Sfortunatamente non posso rispondere alla tua seconda o terza domanda, poiché anch'io vorrei saperlo.


Aggiorna commento di riaccensione :

Non esistono test Wald, LR e F per modelli misti generalizzati. Anovaconsente solo "chisq"e "F"test per modelli misti (ovvero "mer"oggetti restituiti da lmer). La sezione sull'utilizzo dice:

## S3 method for class 'mer'
Anova(mod, type=c("II","III", 2, 3), 
    test.statistic=c("chisq", "F"), vcov.=vcov(mod), singular.ok, ...)

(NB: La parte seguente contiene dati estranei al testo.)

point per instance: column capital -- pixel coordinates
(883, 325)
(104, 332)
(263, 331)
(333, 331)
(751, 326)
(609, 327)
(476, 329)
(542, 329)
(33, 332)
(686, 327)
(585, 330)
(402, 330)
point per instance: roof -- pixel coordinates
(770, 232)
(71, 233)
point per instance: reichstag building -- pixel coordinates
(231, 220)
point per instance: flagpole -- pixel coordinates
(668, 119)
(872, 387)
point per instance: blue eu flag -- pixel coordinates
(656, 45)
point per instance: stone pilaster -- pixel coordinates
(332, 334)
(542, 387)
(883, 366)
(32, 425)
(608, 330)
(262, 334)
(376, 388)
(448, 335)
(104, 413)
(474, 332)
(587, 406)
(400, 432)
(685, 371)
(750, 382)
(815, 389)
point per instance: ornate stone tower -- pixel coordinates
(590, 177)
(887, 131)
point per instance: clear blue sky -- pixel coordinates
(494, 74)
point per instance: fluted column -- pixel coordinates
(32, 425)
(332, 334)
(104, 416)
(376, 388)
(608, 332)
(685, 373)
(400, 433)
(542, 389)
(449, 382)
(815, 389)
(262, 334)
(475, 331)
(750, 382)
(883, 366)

Ma poiché mervengono calcolati i test F per gli oggetti pbkrtest, che per la mia conoscenza funziona solo per i modelli misti lineari, i AnovaGLMM dovrebbero sempre tornare chisq(quindi non vedete alcuna differenza).

Aggiornamento sulla domanda:

La mia precedente risposta ha appena cercato di rispondere alla tua domanda principale, la differenza tra Anova()e drop1(). Ma ora capisco che vuoi testare se certi effetti fissi sono significativi o meno. Le domande frequenti sulla modellazione mista R-sig indicano quanto segue:

Test di singoli parametri

Dal peggiore al migliore:

  • Test Z di Wald
  • Per LMM bilanciati e nidificati in cui è possibile calcolare df: Wald t-test
  • Test del rapporto di verosimiglianza, impostando il modello in modo che il parametro possa essere isolato / eliminato (tramite anova o drop1) o tramite il calcolo dei profili di verosimiglianza
  • MCMC o intervalli di confidenza bootstrap parametrici

Test di effetti (ovvero test che diversi parametri sono contemporaneamente zero)

Dal peggiore al migliore:

  • Prove chi-quadro di Wald (ad es. Auto :: Anova)
  • Test del rapporto di verosimiglianza (via anova o drop1)
  • Per LMM bilanciati e annidati in cui è possibile calcolare df: test F condizionali
  • Per gli LMM: test F condizionali con correzione df (ad es. Kenward-Roger nel pacchetto pbkrtest)
  • Confronti di bootstrap MCMC o parametrici o non parametrici (il bootstrap non parametrico deve essere implementato attentamente per tenere conto dei fattori di raggruppamento)

(enfasi aggiunta)

Questo indica che il tuo approccio all'uso car::Anova()di GLMM non è generalmente raccomandato, ma dovrebbe essere usato un approccio usando MCMC o bootstrap. Non so se pvals.fncdal languageRpacchetto si svegli con i GLMM, ma vale la pena provare.


1
Grazie Henrik. Anova () può calcolare tre diversi test: Wald, LR e F. Ho provato tutti e tre, ma non fa alcuna differenza, il che trovo strano. Ho la sensazione che la funzione si rifiuterà di utilizzare i test che ritiene non siano appropriati per i dati ...
Tim.farkas
Utilizzando il nostro sito, riconosci di aver letto e compreso le nostre Informativa sui cookie e Informativa sulla privacy.
Licensed under cc by-sa 3.0 with attribution required.